Auditor General of Kenya
- Incumbent
- Assumed office June 2020
- Preceded by: Edward Ouko

Personal details
- Education: Moi Girls High School, Nairobi
- Alma mater: Jomo Kenyatta University of Agriculture and Technology
- Occupation: Auditor, civil servant
- Known for: Auditor General of Kenya

= Nancy Gathungu =

Auditor General of Kenya since 2020

Nancy Gathungu is the Auditor General of Kenya, taking office in June 2020. She succeeded Edward Ouko who retired in August 2019. She had previously applied to be Auditor General under the 2010 constitution.
Nancy Gathungu was educated at Moi Girls High School, Nairobi.

== Career ==
Gathungu is a career civil servant, joining the office of Auditor General in 1993 and being promoted up the ranks to Director Quality Assurance, Office of the Auditor General.

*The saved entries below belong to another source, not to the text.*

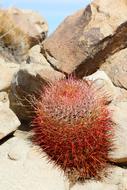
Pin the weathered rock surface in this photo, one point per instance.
(19, 31)
(29, 80)
(30, 22)
(83, 42)
(7, 71)
(119, 117)
(116, 68)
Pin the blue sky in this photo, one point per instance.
(54, 11)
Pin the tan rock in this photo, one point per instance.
(104, 83)
(4, 99)
(8, 121)
(85, 39)
(7, 71)
(30, 79)
(116, 68)
(119, 117)
(30, 22)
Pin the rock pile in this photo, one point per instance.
(91, 43)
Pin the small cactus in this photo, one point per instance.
(73, 127)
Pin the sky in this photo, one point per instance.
(54, 11)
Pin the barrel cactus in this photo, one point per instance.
(73, 126)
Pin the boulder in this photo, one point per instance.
(116, 68)
(7, 71)
(30, 22)
(20, 30)
(84, 40)
(28, 82)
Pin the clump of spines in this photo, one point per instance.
(73, 126)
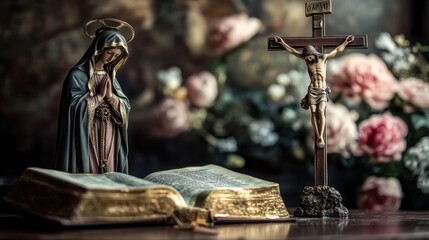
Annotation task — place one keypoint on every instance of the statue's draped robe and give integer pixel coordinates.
(77, 118)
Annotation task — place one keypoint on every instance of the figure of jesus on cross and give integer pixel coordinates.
(319, 200)
(318, 92)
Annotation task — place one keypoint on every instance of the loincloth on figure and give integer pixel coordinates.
(314, 96)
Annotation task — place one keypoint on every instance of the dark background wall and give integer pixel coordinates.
(41, 40)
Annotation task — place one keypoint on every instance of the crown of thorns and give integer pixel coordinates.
(108, 23)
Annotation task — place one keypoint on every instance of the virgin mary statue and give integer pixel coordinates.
(93, 113)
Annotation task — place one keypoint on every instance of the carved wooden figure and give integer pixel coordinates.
(320, 200)
(314, 48)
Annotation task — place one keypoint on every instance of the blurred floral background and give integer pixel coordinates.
(205, 90)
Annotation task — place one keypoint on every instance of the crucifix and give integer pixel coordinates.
(319, 200)
(319, 41)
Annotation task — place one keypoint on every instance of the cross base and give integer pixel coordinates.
(319, 202)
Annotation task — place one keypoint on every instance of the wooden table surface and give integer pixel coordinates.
(360, 225)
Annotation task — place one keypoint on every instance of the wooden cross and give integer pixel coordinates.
(318, 9)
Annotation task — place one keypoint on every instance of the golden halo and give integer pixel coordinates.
(107, 23)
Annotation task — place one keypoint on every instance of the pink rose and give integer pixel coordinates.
(381, 194)
(342, 130)
(229, 32)
(202, 89)
(170, 118)
(360, 77)
(382, 137)
(414, 91)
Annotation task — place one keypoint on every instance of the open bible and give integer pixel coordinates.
(204, 195)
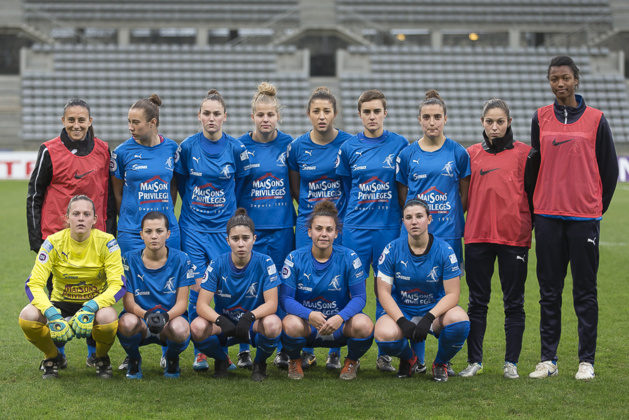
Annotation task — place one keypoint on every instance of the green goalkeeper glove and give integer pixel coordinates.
(60, 330)
(83, 321)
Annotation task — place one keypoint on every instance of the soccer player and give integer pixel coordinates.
(141, 171)
(312, 160)
(243, 284)
(419, 287)
(210, 169)
(499, 226)
(157, 297)
(323, 293)
(267, 196)
(367, 165)
(436, 169)
(87, 279)
(576, 182)
(72, 164)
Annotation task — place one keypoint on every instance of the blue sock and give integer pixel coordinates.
(91, 349)
(175, 349)
(131, 345)
(61, 348)
(211, 347)
(397, 348)
(451, 340)
(293, 345)
(265, 346)
(357, 347)
(420, 350)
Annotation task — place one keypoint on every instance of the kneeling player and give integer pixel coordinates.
(159, 278)
(87, 278)
(424, 275)
(323, 294)
(243, 284)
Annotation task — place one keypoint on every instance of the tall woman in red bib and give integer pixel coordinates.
(576, 182)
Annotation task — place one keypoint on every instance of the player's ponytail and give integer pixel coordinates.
(150, 106)
(322, 93)
(80, 103)
(433, 98)
(325, 208)
(214, 95)
(240, 218)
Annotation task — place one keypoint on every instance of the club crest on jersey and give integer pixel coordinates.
(433, 276)
(335, 283)
(170, 286)
(252, 291)
(113, 163)
(43, 257)
(447, 169)
(388, 162)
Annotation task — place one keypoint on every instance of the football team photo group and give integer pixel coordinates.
(275, 244)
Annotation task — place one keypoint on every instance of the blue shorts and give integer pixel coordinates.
(277, 244)
(302, 239)
(368, 244)
(130, 241)
(202, 248)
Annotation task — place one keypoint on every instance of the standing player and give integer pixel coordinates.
(367, 165)
(323, 293)
(312, 161)
(243, 284)
(210, 169)
(436, 169)
(157, 297)
(267, 196)
(74, 163)
(87, 279)
(141, 171)
(576, 182)
(419, 287)
(499, 226)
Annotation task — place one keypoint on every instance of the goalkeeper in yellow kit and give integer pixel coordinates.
(88, 279)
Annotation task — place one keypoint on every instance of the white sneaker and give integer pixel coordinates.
(544, 370)
(511, 370)
(471, 370)
(586, 371)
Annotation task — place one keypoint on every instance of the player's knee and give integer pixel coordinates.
(272, 326)
(106, 315)
(199, 330)
(292, 325)
(179, 329)
(129, 325)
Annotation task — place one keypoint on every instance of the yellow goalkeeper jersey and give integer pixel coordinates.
(81, 271)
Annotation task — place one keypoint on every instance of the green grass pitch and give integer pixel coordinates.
(321, 395)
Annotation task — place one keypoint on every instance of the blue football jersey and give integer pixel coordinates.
(434, 177)
(373, 201)
(417, 280)
(147, 173)
(323, 290)
(236, 293)
(209, 198)
(156, 290)
(316, 165)
(267, 193)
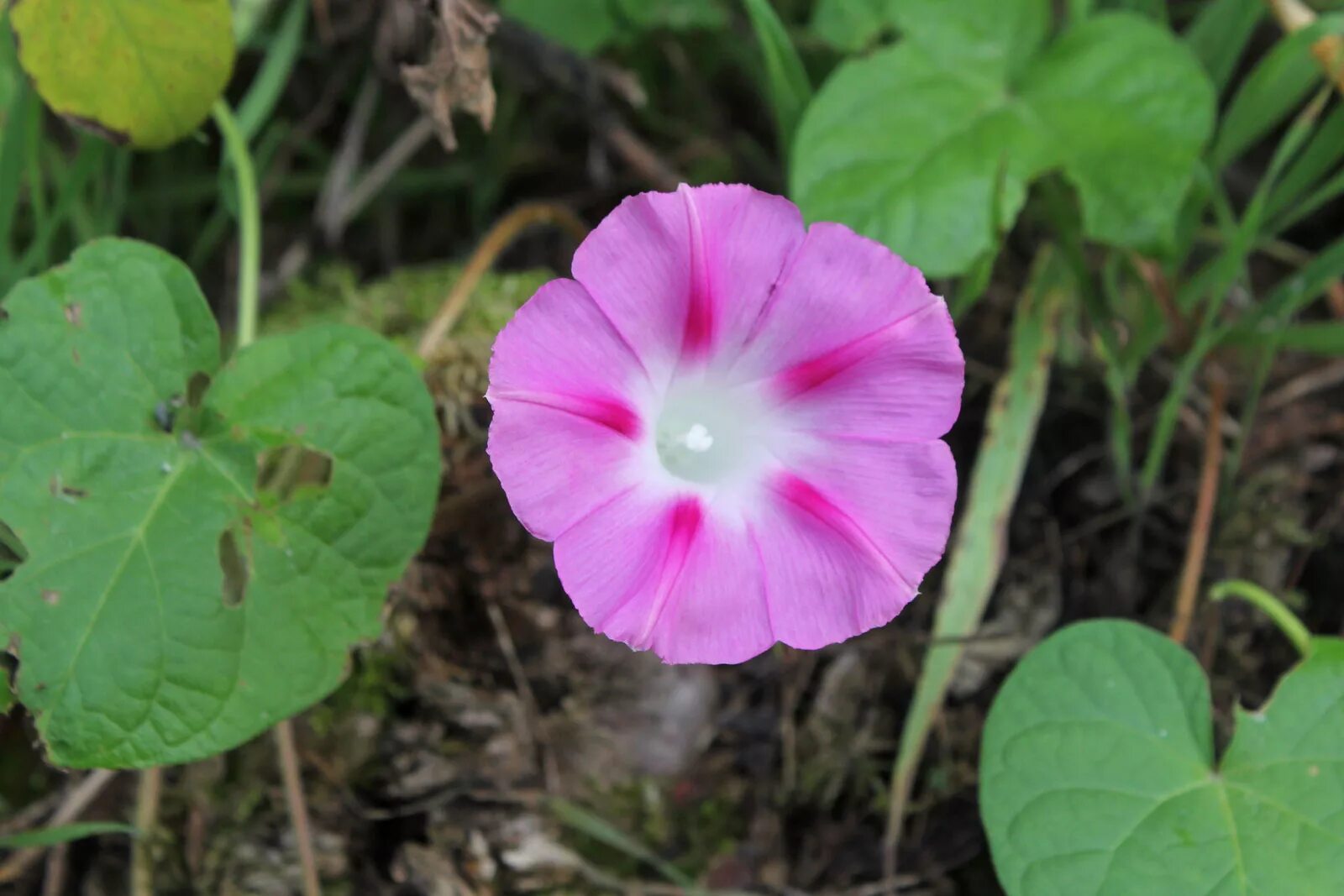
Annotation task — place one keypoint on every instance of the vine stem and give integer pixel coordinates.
(147, 819)
(249, 302)
(499, 238)
(1203, 521)
(249, 223)
(1270, 606)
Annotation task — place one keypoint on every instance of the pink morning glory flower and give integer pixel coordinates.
(729, 425)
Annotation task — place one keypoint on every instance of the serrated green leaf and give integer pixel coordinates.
(129, 652)
(139, 71)
(927, 149)
(585, 26)
(589, 26)
(1099, 774)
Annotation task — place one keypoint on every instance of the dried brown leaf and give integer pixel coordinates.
(456, 73)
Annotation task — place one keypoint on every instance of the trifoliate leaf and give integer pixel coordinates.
(1099, 774)
(931, 145)
(168, 606)
(138, 71)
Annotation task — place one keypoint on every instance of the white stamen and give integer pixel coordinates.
(698, 438)
(712, 434)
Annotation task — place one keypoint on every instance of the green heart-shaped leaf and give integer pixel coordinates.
(167, 606)
(931, 145)
(139, 71)
(1099, 777)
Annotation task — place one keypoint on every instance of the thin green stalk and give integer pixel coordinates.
(1270, 606)
(249, 223)
(1215, 281)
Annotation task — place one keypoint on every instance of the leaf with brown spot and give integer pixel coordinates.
(143, 73)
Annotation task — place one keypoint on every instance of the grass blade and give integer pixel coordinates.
(978, 550)
(64, 835)
(1220, 35)
(786, 80)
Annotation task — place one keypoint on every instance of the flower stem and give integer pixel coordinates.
(249, 223)
(1270, 606)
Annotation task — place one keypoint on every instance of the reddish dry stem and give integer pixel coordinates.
(1196, 551)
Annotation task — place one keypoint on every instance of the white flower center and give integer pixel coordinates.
(711, 436)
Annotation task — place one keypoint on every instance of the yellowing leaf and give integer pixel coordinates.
(136, 71)
(175, 597)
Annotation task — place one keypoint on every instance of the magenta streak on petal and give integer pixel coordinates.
(808, 499)
(679, 533)
(808, 375)
(698, 336)
(765, 579)
(613, 414)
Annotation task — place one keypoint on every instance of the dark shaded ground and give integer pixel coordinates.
(490, 743)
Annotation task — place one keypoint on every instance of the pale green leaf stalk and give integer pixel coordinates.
(64, 835)
(1270, 606)
(931, 145)
(136, 71)
(978, 550)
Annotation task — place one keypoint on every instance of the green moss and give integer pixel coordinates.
(401, 305)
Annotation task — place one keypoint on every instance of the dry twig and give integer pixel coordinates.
(297, 806)
(501, 237)
(71, 806)
(1196, 551)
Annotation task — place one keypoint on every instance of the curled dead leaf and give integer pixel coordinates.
(454, 73)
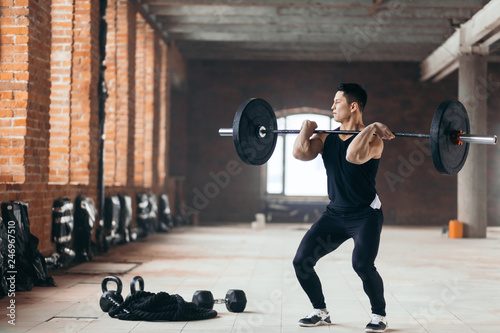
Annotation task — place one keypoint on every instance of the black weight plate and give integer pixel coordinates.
(449, 117)
(236, 300)
(250, 116)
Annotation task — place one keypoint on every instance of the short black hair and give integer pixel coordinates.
(353, 92)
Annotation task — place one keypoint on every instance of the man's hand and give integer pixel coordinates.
(307, 146)
(383, 131)
(308, 127)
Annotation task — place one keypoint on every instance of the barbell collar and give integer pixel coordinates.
(225, 131)
(478, 139)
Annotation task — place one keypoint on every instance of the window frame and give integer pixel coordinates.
(282, 197)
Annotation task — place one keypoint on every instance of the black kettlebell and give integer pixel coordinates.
(133, 283)
(110, 298)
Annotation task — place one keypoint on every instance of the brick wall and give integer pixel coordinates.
(49, 69)
(411, 193)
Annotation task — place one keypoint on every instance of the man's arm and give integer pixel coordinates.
(307, 146)
(366, 146)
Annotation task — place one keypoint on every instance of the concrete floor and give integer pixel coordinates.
(433, 284)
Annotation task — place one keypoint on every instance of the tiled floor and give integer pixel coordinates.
(433, 284)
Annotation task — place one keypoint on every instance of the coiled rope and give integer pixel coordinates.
(144, 305)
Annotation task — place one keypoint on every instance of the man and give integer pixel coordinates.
(354, 211)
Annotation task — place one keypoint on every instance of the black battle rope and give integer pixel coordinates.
(144, 305)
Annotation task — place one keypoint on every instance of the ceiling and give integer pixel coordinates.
(315, 30)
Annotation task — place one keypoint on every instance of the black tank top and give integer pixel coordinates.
(350, 186)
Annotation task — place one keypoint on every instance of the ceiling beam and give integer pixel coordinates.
(323, 3)
(475, 35)
(352, 40)
(312, 12)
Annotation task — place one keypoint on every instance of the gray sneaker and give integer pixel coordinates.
(316, 318)
(377, 324)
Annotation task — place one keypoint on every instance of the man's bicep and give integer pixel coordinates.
(376, 148)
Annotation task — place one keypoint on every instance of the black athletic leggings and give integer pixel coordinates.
(331, 230)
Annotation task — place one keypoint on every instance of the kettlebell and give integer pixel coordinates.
(110, 298)
(133, 284)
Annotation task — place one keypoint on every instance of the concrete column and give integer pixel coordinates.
(473, 93)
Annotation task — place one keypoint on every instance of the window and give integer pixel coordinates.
(289, 176)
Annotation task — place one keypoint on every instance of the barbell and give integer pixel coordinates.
(255, 133)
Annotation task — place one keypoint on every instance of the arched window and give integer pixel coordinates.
(290, 177)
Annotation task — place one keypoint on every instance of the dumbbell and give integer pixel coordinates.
(110, 298)
(235, 300)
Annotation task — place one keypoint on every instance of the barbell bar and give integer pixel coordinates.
(465, 138)
(255, 133)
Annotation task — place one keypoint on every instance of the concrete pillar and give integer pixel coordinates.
(473, 93)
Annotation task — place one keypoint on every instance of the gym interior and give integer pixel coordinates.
(110, 114)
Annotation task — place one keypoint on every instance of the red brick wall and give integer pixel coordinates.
(49, 105)
(395, 96)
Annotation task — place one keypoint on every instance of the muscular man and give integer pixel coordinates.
(354, 211)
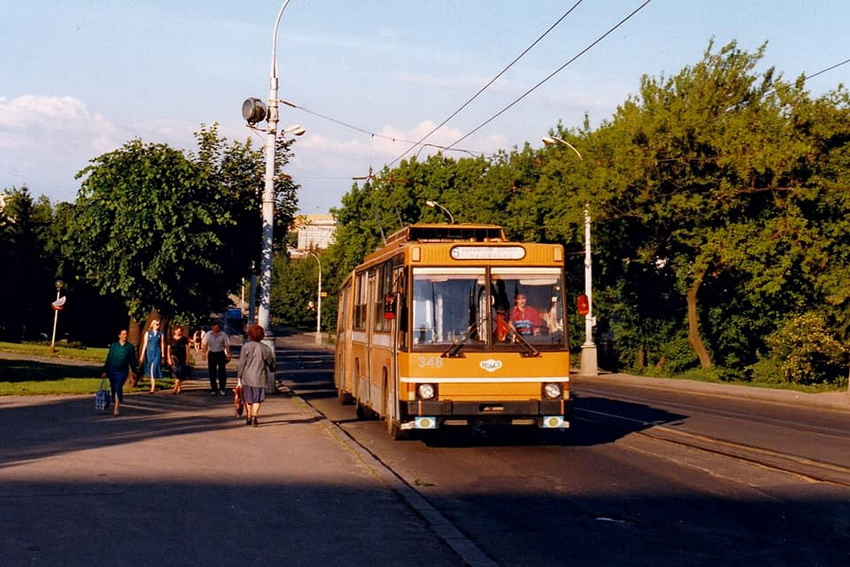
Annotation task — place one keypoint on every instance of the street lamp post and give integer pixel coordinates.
(589, 361)
(318, 300)
(57, 307)
(254, 111)
(434, 204)
(589, 364)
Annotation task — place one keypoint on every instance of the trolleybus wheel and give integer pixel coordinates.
(361, 412)
(394, 429)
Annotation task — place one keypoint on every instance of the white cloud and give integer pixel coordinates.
(46, 140)
(36, 123)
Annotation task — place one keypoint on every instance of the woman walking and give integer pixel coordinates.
(153, 346)
(256, 360)
(178, 358)
(120, 359)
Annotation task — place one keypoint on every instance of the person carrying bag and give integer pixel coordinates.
(120, 360)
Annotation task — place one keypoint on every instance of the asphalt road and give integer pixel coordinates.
(611, 492)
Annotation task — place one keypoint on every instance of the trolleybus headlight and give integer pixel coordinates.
(426, 391)
(552, 390)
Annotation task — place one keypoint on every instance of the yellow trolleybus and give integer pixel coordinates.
(454, 325)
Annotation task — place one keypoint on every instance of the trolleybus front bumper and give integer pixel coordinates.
(548, 414)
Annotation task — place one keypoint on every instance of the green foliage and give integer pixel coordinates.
(803, 351)
(170, 231)
(719, 207)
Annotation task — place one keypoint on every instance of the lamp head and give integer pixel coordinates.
(254, 110)
(295, 130)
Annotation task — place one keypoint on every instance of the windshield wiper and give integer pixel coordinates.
(530, 351)
(452, 351)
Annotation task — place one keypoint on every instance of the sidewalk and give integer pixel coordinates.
(179, 480)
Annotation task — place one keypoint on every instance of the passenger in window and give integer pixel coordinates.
(525, 318)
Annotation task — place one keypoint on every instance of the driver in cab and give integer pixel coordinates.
(525, 318)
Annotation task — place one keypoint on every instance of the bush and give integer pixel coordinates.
(802, 351)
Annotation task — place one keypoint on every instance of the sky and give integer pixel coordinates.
(369, 77)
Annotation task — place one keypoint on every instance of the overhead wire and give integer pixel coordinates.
(371, 133)
(488, 84)
(552, 74)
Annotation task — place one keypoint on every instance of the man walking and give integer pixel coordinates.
(216, 349)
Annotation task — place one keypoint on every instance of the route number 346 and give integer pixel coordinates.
(430, 362)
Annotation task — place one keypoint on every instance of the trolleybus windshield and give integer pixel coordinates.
(483, 307)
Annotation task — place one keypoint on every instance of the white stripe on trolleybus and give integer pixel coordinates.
(493, 380)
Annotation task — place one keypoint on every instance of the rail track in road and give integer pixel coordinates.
(808, 468)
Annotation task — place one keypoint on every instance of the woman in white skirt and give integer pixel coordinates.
(256, 360)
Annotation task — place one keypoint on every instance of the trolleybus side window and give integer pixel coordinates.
(361, 297)
(447, 304)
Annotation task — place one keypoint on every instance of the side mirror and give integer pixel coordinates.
(583, 304)
(389, 307)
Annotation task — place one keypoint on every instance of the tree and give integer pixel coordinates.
(172, 232)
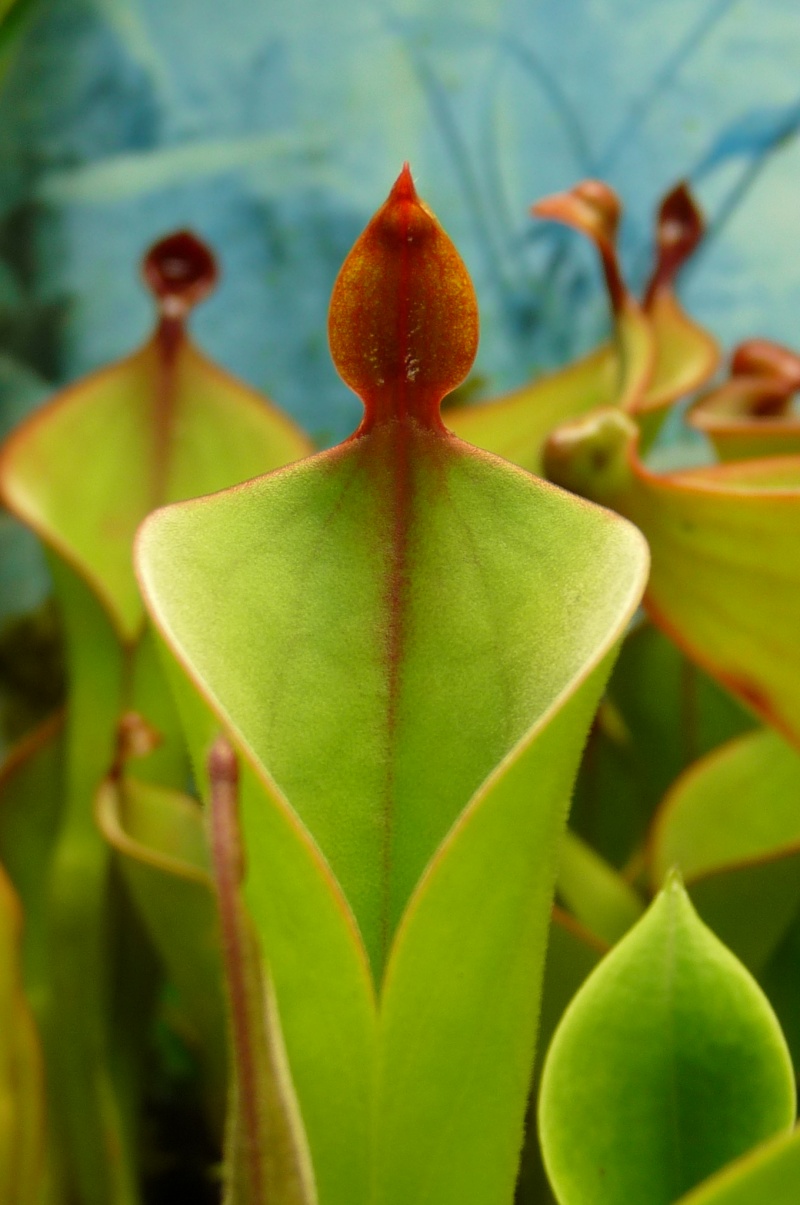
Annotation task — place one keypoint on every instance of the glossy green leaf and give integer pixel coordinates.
(266, 1153)
(163, 424)
(750, 415)
(668, 1064)
(724, 541)
(407, 652)
(769, 1174)
(731, 826)
(572, 952)
(160, 840)
(22, 1086)
(594, 892)
(660, 713)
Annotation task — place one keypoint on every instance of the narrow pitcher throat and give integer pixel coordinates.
(401, 407)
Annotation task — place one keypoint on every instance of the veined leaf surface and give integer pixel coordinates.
(407, 651)
(668, 1064)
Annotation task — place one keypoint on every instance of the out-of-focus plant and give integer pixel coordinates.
(159, 425)
(386, 659)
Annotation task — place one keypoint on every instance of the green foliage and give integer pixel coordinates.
(294, 844)
(668, 1064)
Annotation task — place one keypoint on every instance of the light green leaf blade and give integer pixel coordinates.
(660, 713)
(435, 613)
(31, 785)
(22, 1085)
(668, 1064)
(163, 424)
(730, 824)
(724, 541)
(460, 999)
(160, 841)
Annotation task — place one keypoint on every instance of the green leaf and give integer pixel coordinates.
(730, 824)
(594, 892)
(725, 571)
(160, 840)
(657, 353)
(770, 1173)
(668, 1064)
(660, 713)
(572, 952)
(407, 652)
(22, 1086)
(517, 425)
(31, 782)
(163, 424)
(266, 1156)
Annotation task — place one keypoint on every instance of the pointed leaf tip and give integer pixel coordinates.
(180, 271)
(404, 321)
(404, 188)
(595, 210)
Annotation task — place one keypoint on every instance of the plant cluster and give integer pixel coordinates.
(283, 869)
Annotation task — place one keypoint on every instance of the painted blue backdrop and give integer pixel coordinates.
(275, 128)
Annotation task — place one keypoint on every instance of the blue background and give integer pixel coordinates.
(275, 128)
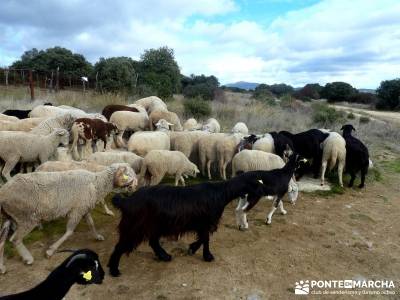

At time of appointment, she was a Strategic Management PhD candidate at the Jomo Kenyatta University of Agriculture and Technology. Previous degrees include an MBA in Strategic Management and bachelor's degree of commerce (Accounting Option).

At time of taking office in 2020, Gathungu had a net worth of Ksh30.89 million.

== Major audits ==
In March 2021, Nancy Gathungu oversaw a report showing that half of the KSh 18.5 billion budget of the Kenya Population and Housing Census could not be accounted for.